History

Prospect traces its roots back to the 1950s and the Rehabilitation Society of Calgary.

The Rehabilitation Society of Calgary was established to provide a social outlet to individuals who sustained injuries in WWII and those impacted by the polio epidemic. Over the years, its mandate expanded to include vocational supports. This resulted in the Society becoming somewhat divided in its purpose and goals. It was decided that a new organization should be formed to assume a vocational mandate.

Calgary Vocational Services Society (CVS) was established in 1987 as a charitable, not-for-profit organization.

For the remainder of the 1980’s, CVS provided facility based work adjustment, assessment, counselling, and employment placement services. But by this time, the clientele had shifted and CVS was primarily serving individuals with mental health issues, mild developmental disabilities, and learning disabilities.

Through the 1990’s, as governments were shrinking, CVS went through significant growth. It expanded its funding base, clientele and overall scope of Service.

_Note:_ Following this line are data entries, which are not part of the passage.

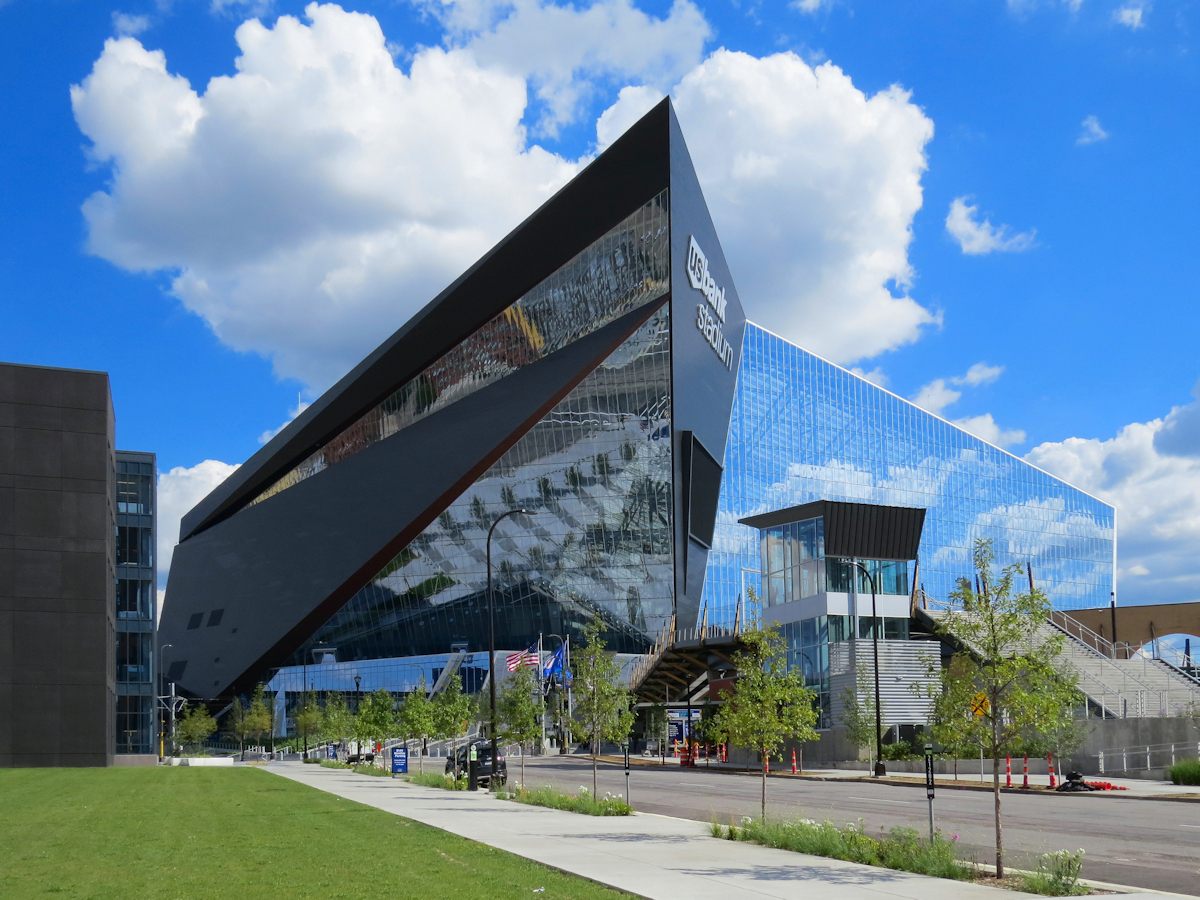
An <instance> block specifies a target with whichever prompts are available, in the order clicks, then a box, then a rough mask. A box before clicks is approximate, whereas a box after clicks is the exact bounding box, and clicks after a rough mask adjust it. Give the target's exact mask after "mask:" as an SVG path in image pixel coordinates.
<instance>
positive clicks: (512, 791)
mask: <svg viewBox="0 0 1200 900" xmlns="http://www.w3.org/2000/svg"><path fill="white" fill-rule="evenodd" d="M498 796H500V797H503V798H504V799H508V800H516V802H517V803H527V804H529V805H530V806H548V808H550V809H560V810H566V811H568V812H582V814H584V815H588V816H628V815H629V814H630V812H632V811H634V808H632V806H630V805H629V804H628V803H625V800H624V798H622V797H617V796H616V794H611V793H606V794H605V796H604V797H593V796H592V792H590V791H588V788H586V787H581V788H580V792H578V793H576V794H570V793H563V792H562V791H556V790H554V788H553V787H551V786H550V785H547V786H546V787H534V788H528V787H518V788H517V790H516V791H512V792H510V793H505V794H498Z"/></svg>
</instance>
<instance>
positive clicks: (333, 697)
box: [320, 691, 354, 744]
mask: <svg viewBox="0 0 1200 900" xmlns="http://www.w3.org/2000/svg"><path fill="white" fill-rule="evenodd" d="M320 730H322V732H323V733H324V734H325V737H326V738H329V739H330V740H332V742H334V743H335V744H341V743H342V742H343V740H346V738H347V736H348V734H350V733H352V732H353V731H354V716H353V715H352V714H350V709H349V707H348V706H346V695H344V694H342V692H341V691H332V692H331V694H330V695H329V696H328V697H326V698H325V708H324V709H323V710H322V716H320Z"/></svg>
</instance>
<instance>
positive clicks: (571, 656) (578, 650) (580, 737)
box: [571, 619, 634, 797]
mask: <svg viewBox="0 0 1200 900" xmlns="http://www.w3.org/2000/svg"><path fill="white" fill-rule="evenodd" d="M571 668H572V670H574V671H572V676H574V678H575V712H574V716H572V721H571V732H572V733H574V734H575V736H576V738H577V739H581V740H587V742H588V746H589V748H590V749H592V796H593V797H594V796H595V793H596V781H598V778H596V762H598V758H599V756H600V744H601V742H605V740H608V742H612V743H618V744H619V743H622V742H624V740H628V739H629V730H630V728H631V727H632V725H634V710H632V708H631V707H632V700H634V698H632V696H631V695H630V692H629V691H628V690H626V689H625V686H624V685H623V684H622V683H620V666H618V665H617V661H616V660H614V659H613V658H612V655H611V654H610V653H607V652H606V650H605V643H604V638H602V637H601V636H600V620H599V619H592V622H589V623H588V624H587V625H586V626H584V629H583V646H582V647H581V648H580V649H578V650H572V652H571Z"/></svg>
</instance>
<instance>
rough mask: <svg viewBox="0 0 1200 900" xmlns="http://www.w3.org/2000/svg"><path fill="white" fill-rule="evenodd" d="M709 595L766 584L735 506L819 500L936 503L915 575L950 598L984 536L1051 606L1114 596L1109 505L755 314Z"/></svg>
mask: <svg viewBox="0 0 1200 900" xmlns="http://www.w3.org/2000/svg"><path fill="white" fill-rule="evenodd" d="M724 466H725V475H724V478H722V481H721V498H720V504H719V508H718V520H716V532H715V535H714V546H713V552H712V553H710V554H709V560H708V571H707V577H706V582H704V599H703V604H702V608H703V607H707V610H708V620H709V622H710V623H712V622H714V620H716V622H720V620H726V619H727V620H732V619H733V614H734V606H736V602H737V598H738V594H739V593H740V592H742V589H743V580H745V581H746V582H748V583H749V584H752V586H754V587H755V589H756V592H757V593H758V595H760V596H761V594H762V590H761V584H760V581H758V576H757V575H756V574H755V572H756V571H757V569H758V568H760V552H758V540H757V533H756V532H755V530H754V529H751V528H748V527H746V526H742V524H738V520H739V518H744V517H745V516H751V515H756V514H761V512H767V511H769V510H774V509H781V508H786V506H793V505H798V504H802V503H809V502H811V500H818V499H828V500H854V502H863V503H878V504H887V505H895V506H920V508H924V509H926V510H928V512H926V516H925V528H924V533H923V536H922V542H920V571H919V575H918V580H919V583H920V584H922V586H923V587H924V588H925V590H926V592H928V593H929V595H930V596H934V598H937V599H944V598H946V596H948V595H949V593H950V592H952V590H953V589H954V584H955V580H956V578H958V577H960V576H964V575H968V574H970V572H971V547H972V544H973V541H974V540H976V539H977V538H990V539H992V541H994V546H995V550H996V557H997V562H998V563H1001V564H1006V563H1009V562H1015V563H1021V564H1024V563H1026V562H1028V563H1030V564H1031V565H1032V569H1033V577H1034V580H1036V582H1037V583H1038V586H1039V587H1040V588H1042V589H1044V590H1045V592H1046V593H1048V594H1049V596H1050V600H1051V602H1054V604H1055V606H1058V607H1063V608H1079V607H1086V606H1102V605H1105V604H1108V601H1109V595H1110V592H1111V589H1112V541H1114V535H1115V514H1114V509H1112V506H1110V505H1109V504H1106V503H1103V502H1102V500H1098V499H1096V498H1094V497H1091V496H1090V494H1086V493H1084V492H1082V491H1079V490H1076V488H1074V487H1070V486H1069V485H1067V484H1064V482H1063V481H1060V480H1058V479H1056V478H1054V476H1051V475H1048V474H1046V473H1044V472H1042V470H1040V469H1037V468H1034V467H1033V466H1030V464H1028V463H1026V462H1024V461H1021V460H1019V458H1016V457H1014V456H1012V455H1010V454H1007V452H1004V451H1003V450H1000V449H998V448H995V446H992V445H990V444H988V443H985V442H984V440H980V439H979V438H976V437H973V436H972V434H968V433H967V432H965V431H962V430H961V428H958V427H955V426H953V425H950V424H949V422H946V421H943V420H942V419H940V418H937V416H935V415H932V414H930V413H926V412H925V410H923V409H919V408H918V407H916V406H913V404H912V403H908V402H907V401H905V400H901V398H900V397H896V396H895V395H892V394H889V392H888V391H884V390H882V389H880V388H877V386H876V385H874V384H871V383H869V382H866V380H864V379H862V378H859V377H857V376H854V374H852V373H850V372H847V371H846V370H844V368H840V367H839V366H835V365H833V364H830V362H827V361H824V360H822V359H820V358H818V356H815V355H814V354H811V353H808V352H806V350H803V349H800V348H799V347H796V346H793V344H790V343H787V342H786V341H784V340H782V338H780V337H778V336H775V335H772V334H770V332H768V331H764V330H763V329H760V328H757V326H755V325H751V324H748V325H746V330H745V337H744V342H743V355H742V366H740V370H739V372H738V388H737V394H736V396H734V401H733V410H732V414H731V421H730V437H728V442H727V443H726V451H725V461H724Z"/></svg>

In 2003, CVS merged with Calgary Transitions to Independence, an organization committed to supporting the employment and community living needs of adults with developmental disabilities.

In February of 2006, the organization went through a re-branding. Today, operating as Prospect, the organization provides a diverse range of community and employment supports to a variety of client groups, including unemployed and underemployed Albertans, mature (50 years plus) workers, at-risk youth, and people with disabilities.